Analytics & Threshold Alerts
By Steve Tunstall on May 03, 2012
Alerts are great for not only letting you know when there's some kind of hardware event, but they can also be pro-active and let you know there's a bottleneck coming BEFORE it happens. Check these out. There are two kinds of Alerts in the ZFSSA. When you go to Configuration-->Alerts, you fist see the plus sign by the "Alert Actions" section. These are pretty self-explanatory and not what I'm talking about today. Click on the "Threshold Alerts", and then click the plus sign by those.
This is what I'm talking about. The default one that comes up, "CPU: Percent Utilization" is a good one to start with. I don't mind if my CPUs go to 100% utilized for a short time. After all, we bought them to be used, right? If they go over 90% for over 10 minutes, however, something is up, and maybe we have workloads on this machine it was not designed for, or we don't have enough CPUs in the system and need more. So we can setup an alert that will keep an eye on this for us and send us an email if this were to occur. Now I don't have to keep watching it all the time. For an even better example, keep reading...
What if you want to keep your eyes on whether your Readzillas or Logzillas are being over-utilized? In other words, do you have enough of them? Perhaps you only have 2 Logzillas, and you think you may be better off with 4, but how do you prove it? No problem.
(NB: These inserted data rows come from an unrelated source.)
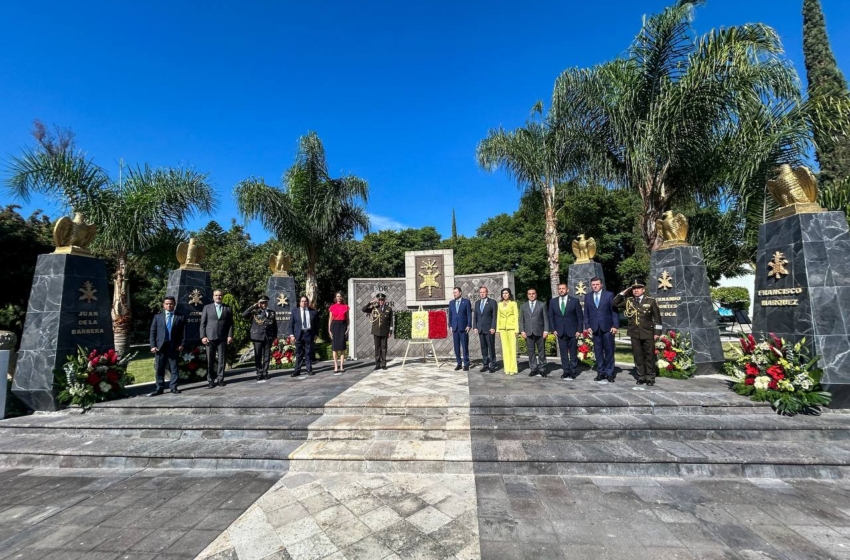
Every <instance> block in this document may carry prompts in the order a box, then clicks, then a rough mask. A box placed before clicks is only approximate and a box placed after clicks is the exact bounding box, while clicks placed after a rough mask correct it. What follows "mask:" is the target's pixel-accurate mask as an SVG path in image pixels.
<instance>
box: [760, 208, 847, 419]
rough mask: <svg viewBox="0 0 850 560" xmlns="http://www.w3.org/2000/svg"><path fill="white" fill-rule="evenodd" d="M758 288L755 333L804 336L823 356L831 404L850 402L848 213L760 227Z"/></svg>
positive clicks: (810, 350)
mask: <svg viewBox="0 0 850 560" xmlns="http://www.w3.org/2000/svg"><path fill="white" fill-rule="evenodd" d="M777 253H778V255H777ZM783 261H787V262H783ZM774 270H776V271H777V272H776V273H775V274H771V273H772V272H773V271H774ZM783 271H784V272H783ZM755 288H756V294H755V298H754V299H755V301H754V305H753V333H754V334H755V336H756V337H758V336H760V335H763V334H766V333H771V332H772V333H774V334H775V335H776V336H778V337H780V338H784V339H785V340H786V341H788V342H789V343H792V342H796V341H798V340H800V339H801V338H803V337H805V338H806V341H807V343H808V344H809V350H810V352H811V353H812V355H813V356H819V357H820V361H819V362H818V366H820V367H821V368H823V371H824V374H823V379H822V380H821V384H822V385H823V388H824V389H825V390H827V391H829V392H831V393H832V395H833V398H832V404H831V405H830V406H831V407H835V408H848V407H850V232H848V227H847V219H846V217H845V215H844V212H821V213H819V214H797V215H795V216H788V217H787V218H781V219H779V220H775V221H772V222H768V223H766V224H763V225H762V226H761V227H759V249H758V255H757V259H756V286H755Z"/></svg>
Here in Threshold Alerts, click on the Threshold drop-down box, and choose your "Disk: Percent Utilization for Disk: Jxxxxx 013" choice, which is my Logzilla drive in the Jxxxxx tray.
Wait. What's that? You don't have a choice in your drop-down for the Threshold item you are looking for, such as an individual disk?
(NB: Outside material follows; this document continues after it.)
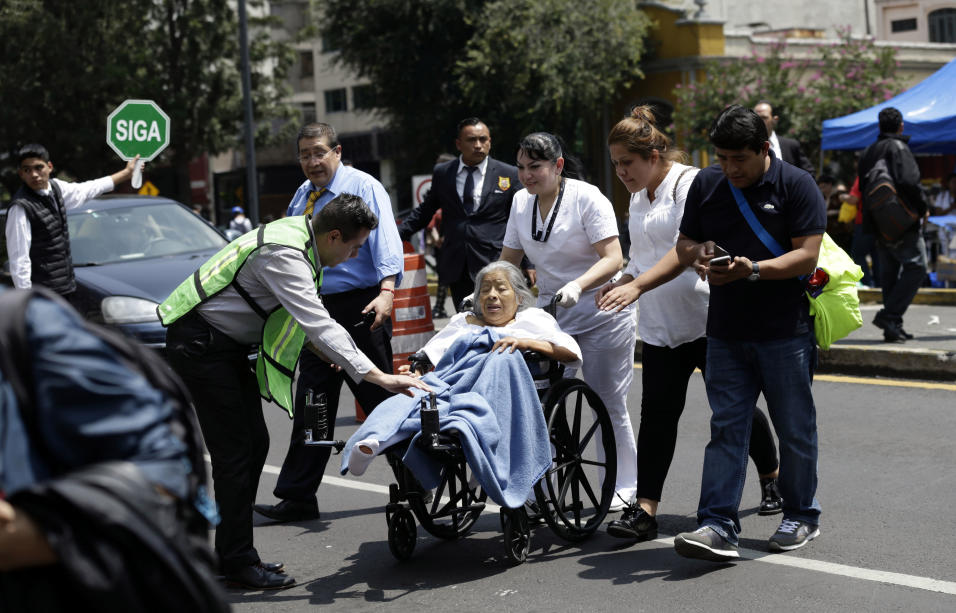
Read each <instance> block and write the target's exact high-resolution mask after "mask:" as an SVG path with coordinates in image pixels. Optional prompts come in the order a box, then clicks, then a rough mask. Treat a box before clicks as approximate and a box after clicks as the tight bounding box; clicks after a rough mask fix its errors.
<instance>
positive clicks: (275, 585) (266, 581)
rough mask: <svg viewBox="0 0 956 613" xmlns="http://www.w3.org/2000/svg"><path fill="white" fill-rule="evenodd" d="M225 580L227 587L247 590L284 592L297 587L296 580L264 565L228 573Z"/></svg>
mask: <svg viewBox="0 0 956 613" xmlns="http://www.w3.org/2000/svg"><path fill="white" fill-rule="evenodd" d="M225 578H226V586H227V587H235V588H241V589H246V590H284V589H286V588H290V587H292V586H293V585H295V579H293V578H292V577H290V576H288V575H283V574H279V573H274V572H271V571H269V570H266V568H265V566H264V565H263V564H262V563H259V564H253V565H251V566H243V567H242V568H240V569H238V570H234V571H232V572H228V573H226V576H225Z"/></svg>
Well, we will have to fix that.
Leave Alerts for now, and join me over in Analytics. Start with a worksheet with "Disk: Percent utilization broken down by Disk" chart. You do have this, as it's already one of your built-in datasets.
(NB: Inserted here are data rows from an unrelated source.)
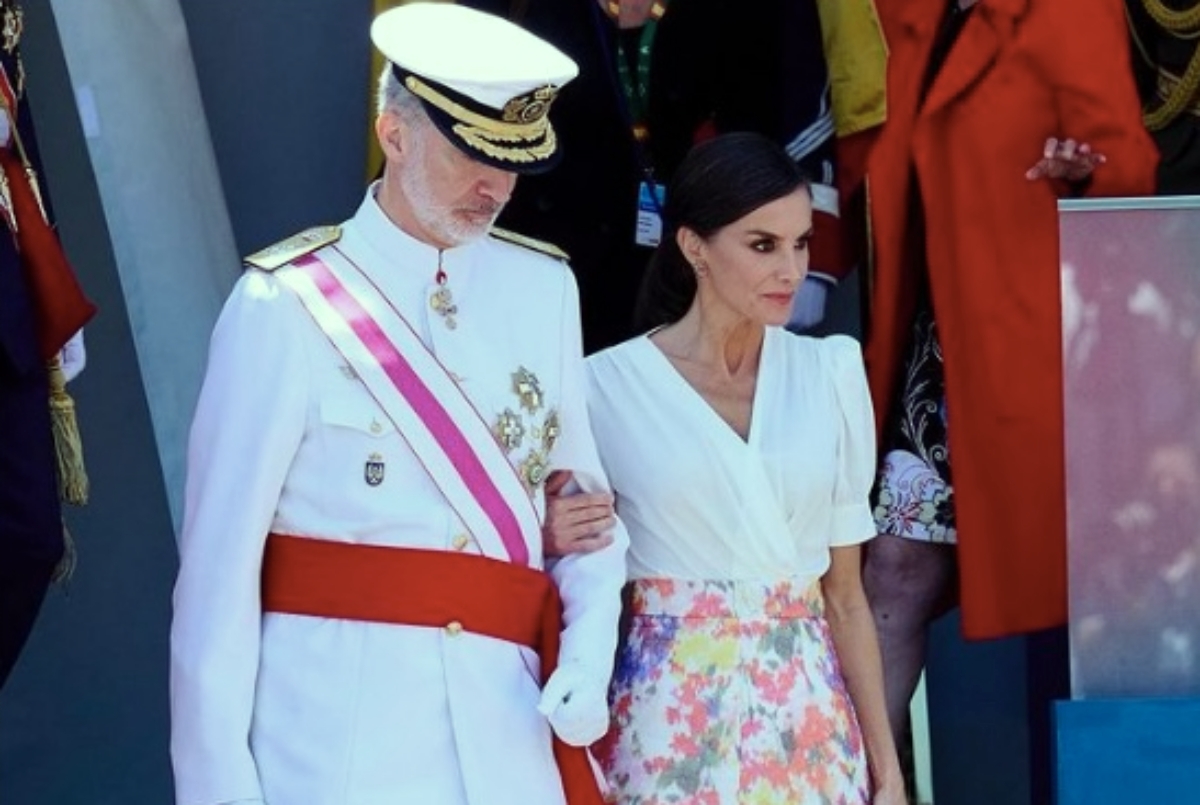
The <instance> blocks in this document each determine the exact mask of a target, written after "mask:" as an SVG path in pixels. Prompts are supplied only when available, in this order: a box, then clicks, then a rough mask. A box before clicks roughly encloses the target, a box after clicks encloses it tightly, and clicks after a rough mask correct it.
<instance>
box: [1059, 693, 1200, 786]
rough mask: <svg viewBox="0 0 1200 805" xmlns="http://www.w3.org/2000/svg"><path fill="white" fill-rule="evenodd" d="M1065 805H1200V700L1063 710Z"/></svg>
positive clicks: (1114, 699) (1078, 702)
mask: <svg viewBox="0 0 1200 805" xmlns="http://www.w3.org/2000/svg"><path fill="white" fill-rule="evenodd" d="M1054 731H1055V744H1054V745H1055V777H1056V779H1055V791H1056V794H1057V797H1056V800H1057V805H1117V804H1120V805H1142V804H1145V805H1175V804H1178V805H1195V803H1198V801H1200V698H1192V697H1189V698H1112V699H1086V701H1074V702H1055V707H1054Z"/></svg>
Now, expand it so you can see all of your disks, and find one of your Readzilla or Logzilla drives. (Hint: It will NOT be disk 13 like my example here. Logzillas are always in the 20, 21, 22, or 23 slots of a disk tray. Go to your Configuration-->Hardware screens and you can easily find out which drives are which for your system).
Now, click on that drive to highlight it, like this:
Click on the Drill Button, and choose to drill down on that drive as a raw statistic. You will now have a whole new data chart, just for that one drive.
Don't go away yet. You now need to save that chart as a new dataset, which will keep it in your ZFSSA analytic metrics forever. Well, until you delete it.
Click on the "Save" button, the second to last button on that chart. It looks like a circle with white dots on it (it's supposed to look like a reel-to-reel tape spindle).
Now go to your "Analytics-->Datasets", and you will see a new dataset in there for it.
Go back to your Threshold Alerts, and you will now be able to make an alert that will tell you if this specific drive goes over 90% for more than 10 minutes. If this happens a lot, you probably need more Readzillas or Logzillas.
I hope you like these Alerts. They may take some time to setup at first, but in the long run you may thank yourself. It might not be a bad idea to send the email alerts to a mail distribution list, instead of a single person who may be on vacation when the alert is hit. Enjoy.